This can be interpreted as the probability of success in a game where Alice and Bob receive inputs $x$ and $y$ from a referee, and must return equal outputs if the inputs are 00, 01, or 10, and must return different outputs if the inputs are 11.

We want to prove an upper bound to $p_\text{succ}$ from the decomposition of the conditional probabilities derived above. First we rewrite it as

\[ p_\text{succ} = \sum_{abxy} M^{ab}_{xy} p(ab|xy) = \sum_{abxy} \sum_\lambda M^{ab}_{xy} p(\lambda)p(a|x\lambda)p(b|y\lambda) \]

where $M^{ab}_{xy} = \frac14\delta_{a\oplus b,xy}$ are the coefficients defined by the above sum of probabilities. Note now that

\[ p_\text{succ} \le \max_\lambda \sum_{abxy} M^{ab}_{xy} p(a|x\lambda)p(b|y\lambda) \]
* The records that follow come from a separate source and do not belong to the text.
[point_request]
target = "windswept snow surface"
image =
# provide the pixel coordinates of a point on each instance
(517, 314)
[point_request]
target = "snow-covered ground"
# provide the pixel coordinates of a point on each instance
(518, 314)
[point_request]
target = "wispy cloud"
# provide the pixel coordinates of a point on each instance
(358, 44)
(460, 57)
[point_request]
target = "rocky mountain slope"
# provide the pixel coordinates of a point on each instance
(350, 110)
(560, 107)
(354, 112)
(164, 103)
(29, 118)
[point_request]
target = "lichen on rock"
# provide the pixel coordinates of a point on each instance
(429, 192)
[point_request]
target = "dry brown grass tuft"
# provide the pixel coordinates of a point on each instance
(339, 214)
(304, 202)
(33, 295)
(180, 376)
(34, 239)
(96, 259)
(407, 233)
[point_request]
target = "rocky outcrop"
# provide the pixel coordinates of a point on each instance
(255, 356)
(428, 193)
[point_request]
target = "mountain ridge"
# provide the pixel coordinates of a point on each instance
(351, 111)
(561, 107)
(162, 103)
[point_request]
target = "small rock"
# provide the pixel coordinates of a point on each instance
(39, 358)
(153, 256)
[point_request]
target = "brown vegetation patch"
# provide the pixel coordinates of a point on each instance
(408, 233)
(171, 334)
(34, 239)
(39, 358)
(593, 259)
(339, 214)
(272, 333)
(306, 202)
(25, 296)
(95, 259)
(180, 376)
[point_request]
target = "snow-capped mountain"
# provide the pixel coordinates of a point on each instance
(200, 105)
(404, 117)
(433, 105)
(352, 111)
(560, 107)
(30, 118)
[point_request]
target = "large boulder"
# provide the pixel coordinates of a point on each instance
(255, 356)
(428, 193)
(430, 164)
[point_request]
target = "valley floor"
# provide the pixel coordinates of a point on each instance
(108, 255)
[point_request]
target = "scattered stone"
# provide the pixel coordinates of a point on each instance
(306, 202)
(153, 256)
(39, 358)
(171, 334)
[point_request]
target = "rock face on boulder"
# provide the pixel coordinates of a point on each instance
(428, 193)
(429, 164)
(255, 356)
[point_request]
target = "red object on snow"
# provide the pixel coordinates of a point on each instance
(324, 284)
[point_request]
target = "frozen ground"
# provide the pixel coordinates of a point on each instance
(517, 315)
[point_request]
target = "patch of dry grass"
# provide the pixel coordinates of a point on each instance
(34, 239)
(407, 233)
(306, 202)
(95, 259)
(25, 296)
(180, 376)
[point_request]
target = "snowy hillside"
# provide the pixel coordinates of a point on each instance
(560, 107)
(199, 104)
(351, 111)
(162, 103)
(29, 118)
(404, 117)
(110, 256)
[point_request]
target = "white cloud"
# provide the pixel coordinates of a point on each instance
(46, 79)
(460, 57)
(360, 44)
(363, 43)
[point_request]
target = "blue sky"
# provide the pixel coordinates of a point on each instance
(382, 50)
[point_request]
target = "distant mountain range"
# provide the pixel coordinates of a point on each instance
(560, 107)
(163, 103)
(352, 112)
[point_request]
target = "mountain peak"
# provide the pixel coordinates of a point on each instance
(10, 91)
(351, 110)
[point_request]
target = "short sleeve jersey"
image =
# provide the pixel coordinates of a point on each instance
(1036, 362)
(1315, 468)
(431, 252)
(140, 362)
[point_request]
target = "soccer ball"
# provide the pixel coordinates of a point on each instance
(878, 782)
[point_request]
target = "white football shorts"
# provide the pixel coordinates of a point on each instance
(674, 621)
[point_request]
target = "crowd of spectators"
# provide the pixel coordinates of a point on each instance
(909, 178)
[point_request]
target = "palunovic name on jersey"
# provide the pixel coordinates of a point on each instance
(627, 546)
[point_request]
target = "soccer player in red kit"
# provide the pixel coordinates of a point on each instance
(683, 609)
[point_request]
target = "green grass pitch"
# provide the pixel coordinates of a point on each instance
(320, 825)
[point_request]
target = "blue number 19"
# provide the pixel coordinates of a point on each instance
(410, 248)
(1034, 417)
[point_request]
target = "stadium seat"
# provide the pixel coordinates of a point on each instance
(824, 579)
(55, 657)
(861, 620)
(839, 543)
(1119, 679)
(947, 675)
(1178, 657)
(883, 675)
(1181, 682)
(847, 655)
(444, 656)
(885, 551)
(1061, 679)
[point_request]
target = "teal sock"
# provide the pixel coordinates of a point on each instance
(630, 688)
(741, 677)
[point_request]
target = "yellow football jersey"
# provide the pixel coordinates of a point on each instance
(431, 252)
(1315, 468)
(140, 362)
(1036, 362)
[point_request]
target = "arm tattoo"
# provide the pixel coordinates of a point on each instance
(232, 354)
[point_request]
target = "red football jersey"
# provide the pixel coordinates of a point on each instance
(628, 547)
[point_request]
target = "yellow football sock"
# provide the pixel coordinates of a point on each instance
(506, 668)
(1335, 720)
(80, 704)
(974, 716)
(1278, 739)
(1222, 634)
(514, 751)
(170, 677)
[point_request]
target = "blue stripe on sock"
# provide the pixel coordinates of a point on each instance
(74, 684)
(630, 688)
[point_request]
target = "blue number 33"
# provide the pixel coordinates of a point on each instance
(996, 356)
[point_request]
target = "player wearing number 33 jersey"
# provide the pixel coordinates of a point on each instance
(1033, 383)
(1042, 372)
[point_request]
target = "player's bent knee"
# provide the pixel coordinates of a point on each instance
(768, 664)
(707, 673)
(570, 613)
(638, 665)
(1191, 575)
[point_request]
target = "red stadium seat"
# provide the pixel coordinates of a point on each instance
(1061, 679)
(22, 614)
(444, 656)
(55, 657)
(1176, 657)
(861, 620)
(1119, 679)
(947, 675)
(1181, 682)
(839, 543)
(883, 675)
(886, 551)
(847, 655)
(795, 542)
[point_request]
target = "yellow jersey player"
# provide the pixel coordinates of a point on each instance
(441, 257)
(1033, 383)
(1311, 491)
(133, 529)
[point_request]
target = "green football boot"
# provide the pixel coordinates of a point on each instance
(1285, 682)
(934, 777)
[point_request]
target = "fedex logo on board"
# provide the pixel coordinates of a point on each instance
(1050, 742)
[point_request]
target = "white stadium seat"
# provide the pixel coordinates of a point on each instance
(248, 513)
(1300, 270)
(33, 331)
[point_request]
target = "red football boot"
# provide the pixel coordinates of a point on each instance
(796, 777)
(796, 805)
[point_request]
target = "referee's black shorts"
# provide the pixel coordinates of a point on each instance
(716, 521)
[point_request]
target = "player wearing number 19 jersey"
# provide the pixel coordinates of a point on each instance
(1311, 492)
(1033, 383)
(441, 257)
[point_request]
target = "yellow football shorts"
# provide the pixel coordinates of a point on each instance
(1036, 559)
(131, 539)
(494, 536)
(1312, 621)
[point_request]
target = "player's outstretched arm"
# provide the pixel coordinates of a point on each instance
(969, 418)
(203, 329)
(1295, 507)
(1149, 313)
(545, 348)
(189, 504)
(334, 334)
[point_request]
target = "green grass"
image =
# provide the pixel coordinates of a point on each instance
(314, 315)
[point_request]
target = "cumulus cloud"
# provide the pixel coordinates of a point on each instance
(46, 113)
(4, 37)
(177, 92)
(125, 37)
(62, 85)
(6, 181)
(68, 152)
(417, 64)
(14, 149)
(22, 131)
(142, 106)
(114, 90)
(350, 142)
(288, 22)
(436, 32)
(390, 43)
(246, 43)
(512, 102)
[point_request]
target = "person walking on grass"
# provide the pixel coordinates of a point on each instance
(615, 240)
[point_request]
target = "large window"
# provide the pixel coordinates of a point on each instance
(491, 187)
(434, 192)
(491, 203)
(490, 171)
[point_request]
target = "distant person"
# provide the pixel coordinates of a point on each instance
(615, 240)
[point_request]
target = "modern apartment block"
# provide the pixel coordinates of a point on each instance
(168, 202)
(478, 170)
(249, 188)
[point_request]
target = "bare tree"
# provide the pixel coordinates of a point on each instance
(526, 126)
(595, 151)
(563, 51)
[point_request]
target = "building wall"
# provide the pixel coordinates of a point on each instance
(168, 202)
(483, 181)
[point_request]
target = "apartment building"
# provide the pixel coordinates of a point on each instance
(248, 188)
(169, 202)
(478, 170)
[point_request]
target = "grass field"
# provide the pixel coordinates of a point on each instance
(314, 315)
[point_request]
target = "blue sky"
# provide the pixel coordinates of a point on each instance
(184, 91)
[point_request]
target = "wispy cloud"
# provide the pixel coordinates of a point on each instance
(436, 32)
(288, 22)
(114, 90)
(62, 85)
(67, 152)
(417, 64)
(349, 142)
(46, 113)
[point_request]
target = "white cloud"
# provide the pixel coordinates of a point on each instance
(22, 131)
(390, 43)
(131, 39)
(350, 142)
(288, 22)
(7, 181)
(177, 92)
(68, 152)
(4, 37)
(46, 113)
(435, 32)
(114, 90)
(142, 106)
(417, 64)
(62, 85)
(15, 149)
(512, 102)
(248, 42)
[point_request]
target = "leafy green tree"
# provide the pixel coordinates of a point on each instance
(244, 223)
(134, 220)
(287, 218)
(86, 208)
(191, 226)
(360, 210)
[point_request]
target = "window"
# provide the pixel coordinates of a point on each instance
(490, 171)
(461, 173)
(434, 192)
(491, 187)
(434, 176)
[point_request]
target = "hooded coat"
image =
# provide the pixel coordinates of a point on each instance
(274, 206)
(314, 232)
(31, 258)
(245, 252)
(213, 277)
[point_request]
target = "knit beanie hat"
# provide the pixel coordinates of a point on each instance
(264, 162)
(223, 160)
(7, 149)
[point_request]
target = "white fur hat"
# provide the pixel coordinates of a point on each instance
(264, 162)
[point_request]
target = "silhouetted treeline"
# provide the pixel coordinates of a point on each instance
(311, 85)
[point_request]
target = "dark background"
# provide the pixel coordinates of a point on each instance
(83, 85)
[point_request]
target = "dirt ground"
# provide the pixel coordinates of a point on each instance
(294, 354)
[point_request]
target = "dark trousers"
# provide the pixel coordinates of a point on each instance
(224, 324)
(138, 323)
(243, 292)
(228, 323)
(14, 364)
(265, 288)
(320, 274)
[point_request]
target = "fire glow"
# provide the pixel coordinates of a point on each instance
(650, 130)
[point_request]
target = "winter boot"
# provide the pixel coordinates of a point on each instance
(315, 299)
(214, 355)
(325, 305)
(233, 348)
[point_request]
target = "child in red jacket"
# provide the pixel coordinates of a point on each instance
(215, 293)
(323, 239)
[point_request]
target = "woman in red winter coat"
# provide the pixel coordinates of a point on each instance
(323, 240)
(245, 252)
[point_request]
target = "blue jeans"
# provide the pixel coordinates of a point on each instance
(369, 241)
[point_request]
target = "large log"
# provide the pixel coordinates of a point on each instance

as the convex combination over $\lambda$ can only reduce the value of $p_\text{succ}$. And since the functions $p(a|x\lambda)$ and $p(b|y\lambda)$ are assumed to be deterministic, there can only be a finite number of them (in fact 4 different functions for Alice and 4 for Bob), so we can do the maximization over $\lambda$ simply by trying all 16 possibilities. Doing that, we see that

\[p_\text{succ} \le \frac34\]

for theories that obey *no conspiracy*, *determinism*, and *no action at a distance*. This is the famous CHSH inequality.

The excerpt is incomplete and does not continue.